人と違って嘘をつかない。隠し事もしない。
だから偽金は嫌いだ。大嫌いだ。
「……はあ」
「ああ、そうだ。そうだった。元聖女カレンを市井で襲った輩がいたそうじゃないか」
「ああ……」
あれはクラリスとは関係がない。
しかし、表向きはクラリスと関係があるとして処理されそうになっている。
どうしたものかとケイトは悩んでいた。
「あの件についてでも調べてくれよ、そしてラッセルに恩を売ってやろう。そうしよう」
「弟君に……ですか?」
「あいつには、いくつか恩を売っておいた方が良さそうだからね……最悪、王位継承権を押し付けてやる」
「……武芸ばかりを磨いてきた男に、それが務まるとは……」
まだ本を読んでばかりいた男の方がマシではないだろうか。
「務めてもらわねば困るよ。僕に王なんてさせられない。そうだろう? ケイト」
「……まあ」
父の思惑とは違い、ベンジャミン王子に王の器はなかった。
まだ武を以てことをなすラッセル王子の方が王にふさわしいと思えるくらいに、ベンジャミンほど王が似合わない男もいない。

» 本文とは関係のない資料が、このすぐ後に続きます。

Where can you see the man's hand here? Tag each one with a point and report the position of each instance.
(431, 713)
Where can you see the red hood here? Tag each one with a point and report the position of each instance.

「……それでも、それでも、あなたは今、王位継承権第一位を持つお方、どうか、足元すくわれぬよう……」
「ありがとう、ケイト」
ベンジャミンは微笑んだ。
その笑顔のために、ケイトは生きていた。
「元聖女カレンに会っていかないのかい?」
「……彼女とは、出来る限り、顧客と従業員でいたいので」
うっかり、ベンジャミンと一緒にいるところを彼女に見られるのだけは嫌だった。
ケイトが唯一好きだと思える人間、ベンジャミンと一緒にいるところなど、絶対に見られてはいけない。
「それでは、失礼します」
「うん、またね」
『また』を約束し合える。それはどれほど幸せなことだろう。そう思いながら、ケイトは王宮から立ち去った。